A trio of renowned researchers—Japan's Prof. Sakaguchi and American experts Mary Brunkow and Fred Ramsdell—share this accolade.

The work uncovered unique "sentinels" within the defense system that remove malfunctioning immune cells that could attacking the body.

The findings are now paving the way for new therapies for immune disorders and malignancies.

These laureates will share a prize fund worth 11m Swedish kronor.

Crucial Findings

"The work has been decisive for understanding how the body's defenses functions and the reason we do not all suffer from serious autoimmune diseases," commented the head of the award panel.

This trio's studies explain a fundamental question: How does the immune system protect us from numerous infections while leaving our healthy cells intact?

The body's protection system employs white blood cells that search for signs of infection, even pathogens and germs it has not met before.

These cells employ detectors—known as recognition units—that are generated by chance in a vast number of combinations.

This gives the immune system the ability to combat a broad range of threats, but the randomness of the mechanism inevitably creates immune cells that can attack the body.

Protectors of the Immune System

Researchers previously knew that some of these harmful defense cells were destroyed in the thymus—where immune cells develop.

This year's Nobel Prize honors the discovery of T-reg cells—known as the immune system's "security guards"—which travel through the system to neutralize any defenders that assault the healthy cells.

It is known that this mechanism malfunctions in autoimmune diseases such as juvenile diabetes, multiple sclerosis, and RA.

The prize committee stated, "The discoveries have established a novel area of investigation and spurred the development of innovative treatments, for example for cancer and autoimmune diseases."

In cancer, T-regs block the body from fighting the tumor, so studies are focused on lowering their quantity.

In autoimmune diseases, experiments are testing boosting regulatory T-cells so the organism is not under attack.
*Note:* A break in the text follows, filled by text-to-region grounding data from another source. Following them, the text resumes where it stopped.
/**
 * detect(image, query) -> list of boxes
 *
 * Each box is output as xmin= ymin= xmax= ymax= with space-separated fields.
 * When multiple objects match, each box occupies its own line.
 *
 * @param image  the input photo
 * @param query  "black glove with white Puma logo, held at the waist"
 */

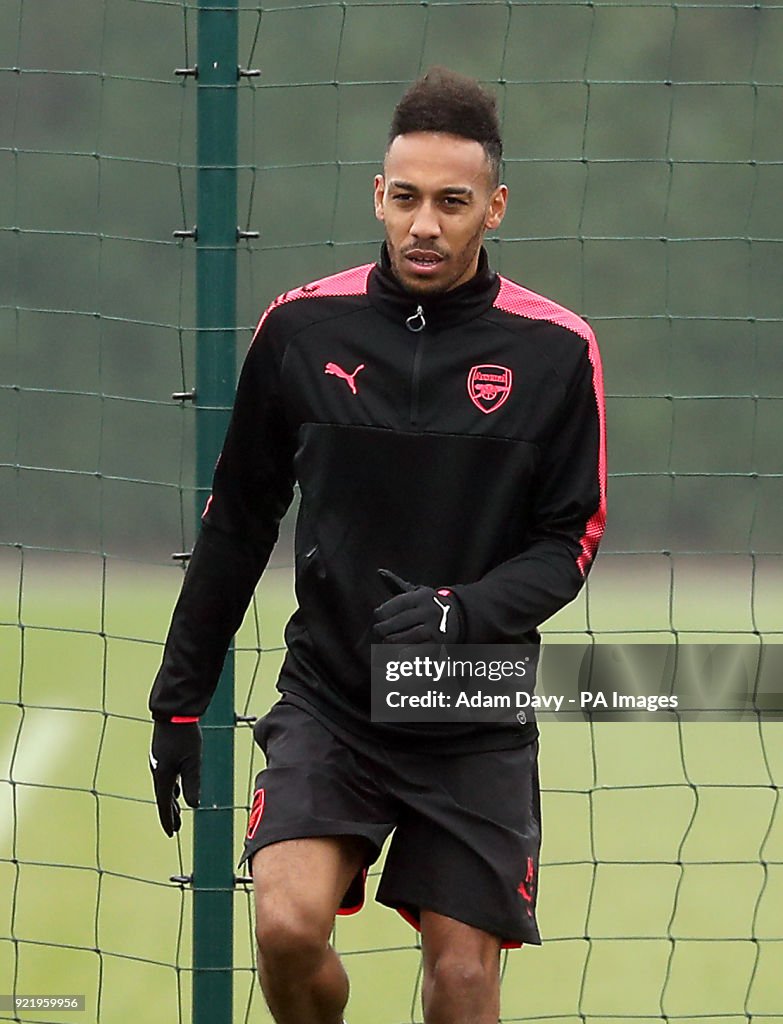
xmin=375 ymin=569 xmax=464 ymax=643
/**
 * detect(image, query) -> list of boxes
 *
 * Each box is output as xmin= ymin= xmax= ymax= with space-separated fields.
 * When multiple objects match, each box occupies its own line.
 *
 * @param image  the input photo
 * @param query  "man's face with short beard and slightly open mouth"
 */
xmin=375 ymin=132 xmax=508 ymax=295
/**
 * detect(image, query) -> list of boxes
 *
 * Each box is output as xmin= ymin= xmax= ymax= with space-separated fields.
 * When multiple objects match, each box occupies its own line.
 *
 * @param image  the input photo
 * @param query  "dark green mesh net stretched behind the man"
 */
xmin=0 ymin=0 xmax=783 ymax=1024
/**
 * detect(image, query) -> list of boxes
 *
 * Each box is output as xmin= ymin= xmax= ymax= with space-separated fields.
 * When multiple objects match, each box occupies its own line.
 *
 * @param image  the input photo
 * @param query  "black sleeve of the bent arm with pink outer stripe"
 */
xmin=452 ymin=333 xmax=606 ymax=643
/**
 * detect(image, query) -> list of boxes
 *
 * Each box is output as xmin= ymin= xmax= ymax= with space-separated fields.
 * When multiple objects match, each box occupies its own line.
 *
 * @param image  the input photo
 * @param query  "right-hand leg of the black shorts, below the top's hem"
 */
xmin=378 ymin=743 xmax=540 ymax=947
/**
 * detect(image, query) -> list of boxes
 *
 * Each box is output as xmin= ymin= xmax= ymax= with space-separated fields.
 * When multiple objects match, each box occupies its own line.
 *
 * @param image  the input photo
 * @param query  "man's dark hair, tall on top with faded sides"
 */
xmin=387 ymin=68 xmax=503 ymax=185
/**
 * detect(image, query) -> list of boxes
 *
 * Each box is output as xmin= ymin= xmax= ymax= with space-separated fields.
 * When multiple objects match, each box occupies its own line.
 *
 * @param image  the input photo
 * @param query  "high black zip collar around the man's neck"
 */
xmin=367 ymin=243 xmax=501 ymax=331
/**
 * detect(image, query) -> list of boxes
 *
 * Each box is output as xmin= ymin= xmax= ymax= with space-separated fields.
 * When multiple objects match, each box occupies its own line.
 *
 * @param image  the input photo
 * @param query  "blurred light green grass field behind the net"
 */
xmin=0 ymin=549 xmax=783 ymax=1024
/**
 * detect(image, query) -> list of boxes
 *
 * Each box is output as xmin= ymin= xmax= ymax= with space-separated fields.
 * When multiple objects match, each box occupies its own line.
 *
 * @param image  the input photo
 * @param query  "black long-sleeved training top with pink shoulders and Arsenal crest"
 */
xmin=149 ymin=250 xmax=606 ymax=750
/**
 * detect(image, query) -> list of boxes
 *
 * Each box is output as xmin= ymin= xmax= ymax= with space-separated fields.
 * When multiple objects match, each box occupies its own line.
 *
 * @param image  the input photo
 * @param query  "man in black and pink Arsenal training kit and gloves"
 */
xmin=150 ymin=70 xmax=605 ymax=1024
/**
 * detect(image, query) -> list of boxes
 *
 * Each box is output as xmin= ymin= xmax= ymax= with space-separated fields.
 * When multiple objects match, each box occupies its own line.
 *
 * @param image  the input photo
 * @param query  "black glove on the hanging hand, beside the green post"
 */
xmin=149 ymin=721 xmax=202 ymax=836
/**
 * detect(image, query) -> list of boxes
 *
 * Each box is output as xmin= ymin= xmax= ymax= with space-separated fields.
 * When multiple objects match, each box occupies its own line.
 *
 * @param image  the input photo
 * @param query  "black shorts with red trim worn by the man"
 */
xmin=242 ymin=698 xmax=540 ymax=947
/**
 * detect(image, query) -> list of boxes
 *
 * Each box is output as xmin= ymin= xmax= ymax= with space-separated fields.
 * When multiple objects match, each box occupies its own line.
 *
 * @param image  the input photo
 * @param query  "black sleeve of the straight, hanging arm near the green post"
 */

A similar method could also be useful in reducing the chances of organ transplant rejection.

Innovative Studies

Prof Sakaguchi, of Osaka University, performed experiments on mice that had their immune gland removed, causing autoimmune disease.

The researcher demonstrated that injecting immune cells from healthy animals could stop the disease—suggesting there was a mechanism for blocking immune cells from attacking the body.

Mary Brunkow, from the a research center in a US city, and Fred Ramsdell, now at Sonoma Biotherapeutics in a California city, were studying an inherited autoimmune disease in rodents and humans that resulted in the identification of a genetic factor vital for how regulatory T-cells function.

"Their pioneering work has uncovered how the immune system is kept in check by regulatory T cells, stopping it from accidentally attacking the body's own tissues," said a leading biological science specialist.

"The work is a remarkable example of how basic physiological research can have broad consequences for human health."